JEUDI 10 JUILLET 2003

L’INCOHÉRENCE DES INSTITUTIONS DANS LA CRISE FRANÇAISE

Ce 10 juillet au matin, une partie de la presse semblait s’étonner de la réserve du chef de l’État face à l’agitation de la CGT-spectacle. Le matin même, en effet, on apprenait que le 57 Festival d’Avignon, mais aussi le Festival d’Aix-en-Provence étaient annulés. La veille au soir, il est vrai, le président bonapartiste de l’Assemblée nationale, M. Jean-Louis Debré, avait exprimé le fond du sentiment de son protecteur en accusant le MEDEF d’avoir pris la responsabilité de déclencher la crie.

Cette interrogation des journaux quant au silence du chef de l’État est beaucoup plus bruyante qu’elle ne le fut pendant les deux longs mois de discrétion totale du même personnage cependant que la France entière était menacée de grève générale. On a attendu le 12 juin pour entendre M. Chirac s’exprimer non sur la grève thrombose de la SNCF et de la RATP, autrement plus grave que l’annulation des festivals, mais pour se féliciter du soi disant civisme des enseignants laissant se dérouler les épreuves du baccalauréat.

La raison de l’irritation de M. Chirac, qui avait surpris dès le 2 juillet les participants du Conseil des Ministres, tient à nouveau à la contradiction entre la politique étrangère qu’il mène à titre personnel et la politique économique que cherche à mener son gouvernement.

Faut-il analyser les raisons véritables de la politique extérieure actuelle ? Sans doute évoquera-t-on un faisceau de circonstances, dont certaines tiennent à des raisons strictement intérieures, les conditions de son élection se conjuguent avec les motivations de son désir d’un 3 mandat en 2007. Les mauvaises langues observeront qu’une telle hypothèse lui assurerait une immunité pratiquement définitive. Acceptons de tenir tout cela pour subalterne en remarquant tout de même que l’Élysée persiste et signe sur la plupart des dossiers où on l’a vu s’engager sur la scène internationale des derniers mois.

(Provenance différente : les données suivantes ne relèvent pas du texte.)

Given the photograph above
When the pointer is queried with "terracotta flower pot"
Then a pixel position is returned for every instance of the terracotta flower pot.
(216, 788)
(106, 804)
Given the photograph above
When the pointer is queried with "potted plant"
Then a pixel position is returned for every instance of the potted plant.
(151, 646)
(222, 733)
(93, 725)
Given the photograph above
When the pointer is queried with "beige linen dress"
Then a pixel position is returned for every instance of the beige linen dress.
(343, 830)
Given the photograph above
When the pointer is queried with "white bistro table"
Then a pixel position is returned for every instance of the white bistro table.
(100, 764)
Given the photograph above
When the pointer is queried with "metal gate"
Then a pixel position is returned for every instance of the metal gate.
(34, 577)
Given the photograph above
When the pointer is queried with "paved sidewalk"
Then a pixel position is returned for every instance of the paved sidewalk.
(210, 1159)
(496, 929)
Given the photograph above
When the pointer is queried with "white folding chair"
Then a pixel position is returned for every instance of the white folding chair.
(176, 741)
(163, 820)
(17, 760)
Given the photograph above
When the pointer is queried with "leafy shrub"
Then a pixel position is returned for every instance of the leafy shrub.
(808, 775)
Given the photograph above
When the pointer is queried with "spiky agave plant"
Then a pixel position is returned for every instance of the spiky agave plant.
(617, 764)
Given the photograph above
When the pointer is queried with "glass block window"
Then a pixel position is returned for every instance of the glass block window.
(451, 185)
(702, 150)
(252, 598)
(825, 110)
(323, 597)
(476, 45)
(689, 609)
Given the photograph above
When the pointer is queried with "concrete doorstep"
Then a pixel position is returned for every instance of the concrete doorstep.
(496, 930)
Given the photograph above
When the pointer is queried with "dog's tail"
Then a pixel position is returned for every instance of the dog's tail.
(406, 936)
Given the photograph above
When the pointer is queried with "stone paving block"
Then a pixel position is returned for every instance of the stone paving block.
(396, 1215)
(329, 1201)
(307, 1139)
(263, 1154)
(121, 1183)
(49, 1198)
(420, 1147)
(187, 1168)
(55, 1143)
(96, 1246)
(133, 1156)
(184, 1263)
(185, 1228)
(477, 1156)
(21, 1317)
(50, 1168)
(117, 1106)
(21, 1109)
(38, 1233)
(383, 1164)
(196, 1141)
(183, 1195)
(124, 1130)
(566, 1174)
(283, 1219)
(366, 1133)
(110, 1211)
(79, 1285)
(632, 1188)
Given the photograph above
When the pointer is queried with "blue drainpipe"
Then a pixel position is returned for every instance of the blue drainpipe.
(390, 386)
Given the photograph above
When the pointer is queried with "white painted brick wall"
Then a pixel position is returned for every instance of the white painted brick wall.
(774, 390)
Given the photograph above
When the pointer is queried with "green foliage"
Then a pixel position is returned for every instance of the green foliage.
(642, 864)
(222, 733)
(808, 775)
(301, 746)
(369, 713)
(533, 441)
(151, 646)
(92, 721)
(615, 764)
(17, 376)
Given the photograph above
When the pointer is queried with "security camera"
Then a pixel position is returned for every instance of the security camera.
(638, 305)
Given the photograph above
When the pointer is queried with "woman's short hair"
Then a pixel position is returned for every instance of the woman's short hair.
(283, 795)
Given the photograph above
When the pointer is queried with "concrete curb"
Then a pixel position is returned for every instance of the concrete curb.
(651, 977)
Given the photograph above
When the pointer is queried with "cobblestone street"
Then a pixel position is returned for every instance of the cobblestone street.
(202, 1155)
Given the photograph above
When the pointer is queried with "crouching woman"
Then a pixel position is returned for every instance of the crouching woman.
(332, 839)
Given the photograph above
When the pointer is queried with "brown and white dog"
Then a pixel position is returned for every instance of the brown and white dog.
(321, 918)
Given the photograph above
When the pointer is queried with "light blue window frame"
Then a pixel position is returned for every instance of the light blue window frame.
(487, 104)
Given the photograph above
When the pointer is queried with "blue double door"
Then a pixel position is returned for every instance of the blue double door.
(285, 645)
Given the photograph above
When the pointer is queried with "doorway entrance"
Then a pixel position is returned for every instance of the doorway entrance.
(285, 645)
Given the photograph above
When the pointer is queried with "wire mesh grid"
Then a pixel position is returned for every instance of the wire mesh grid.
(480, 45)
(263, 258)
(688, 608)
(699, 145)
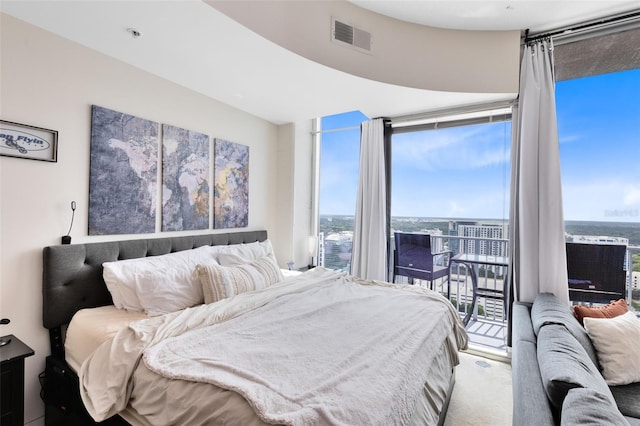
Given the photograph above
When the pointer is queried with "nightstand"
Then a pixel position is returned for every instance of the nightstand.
(12, 358)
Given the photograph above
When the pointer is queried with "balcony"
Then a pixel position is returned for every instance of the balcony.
(487, 326)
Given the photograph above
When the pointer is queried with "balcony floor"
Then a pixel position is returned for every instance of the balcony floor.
(485, 333)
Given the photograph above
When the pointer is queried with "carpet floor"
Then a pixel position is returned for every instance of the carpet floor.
(482, 393)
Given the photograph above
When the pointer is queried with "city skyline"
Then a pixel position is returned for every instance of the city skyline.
(464, 172)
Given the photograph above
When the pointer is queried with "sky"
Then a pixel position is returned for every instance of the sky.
(465, 172)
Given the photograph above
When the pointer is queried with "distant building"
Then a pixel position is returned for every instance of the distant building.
(597, 239)
(484, 237)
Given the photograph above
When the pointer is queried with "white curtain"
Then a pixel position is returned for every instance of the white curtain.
(369, 255)
(537, 242)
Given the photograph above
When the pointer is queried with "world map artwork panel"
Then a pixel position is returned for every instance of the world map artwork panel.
(185, 179)
(231, 190)
(123, 173)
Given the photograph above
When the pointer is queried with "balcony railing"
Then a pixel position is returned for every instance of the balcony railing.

Au contraire, la tendance dominante de l’équipe gouvernementale autour de MM. Raffarin et Sarkozy est de jouer une musique infiniment plus adaptée aux réalités de la société française et à ses besoins d’évolution.

Si M. Debré voulait bien prendre la peine de lire les textes d’accords sur la réforme du régime UNEDIC du Spectacle ou ceux aboutissant au texte que son assemblée a voté le 3 juillet en première lecture, il verrait que le MEDEF n’est pas seul partie prenante. Il constaterait par exemple que la CFDT, forte de 850 000 adhérents ou la CGC de M. Cazettes, sont signataires.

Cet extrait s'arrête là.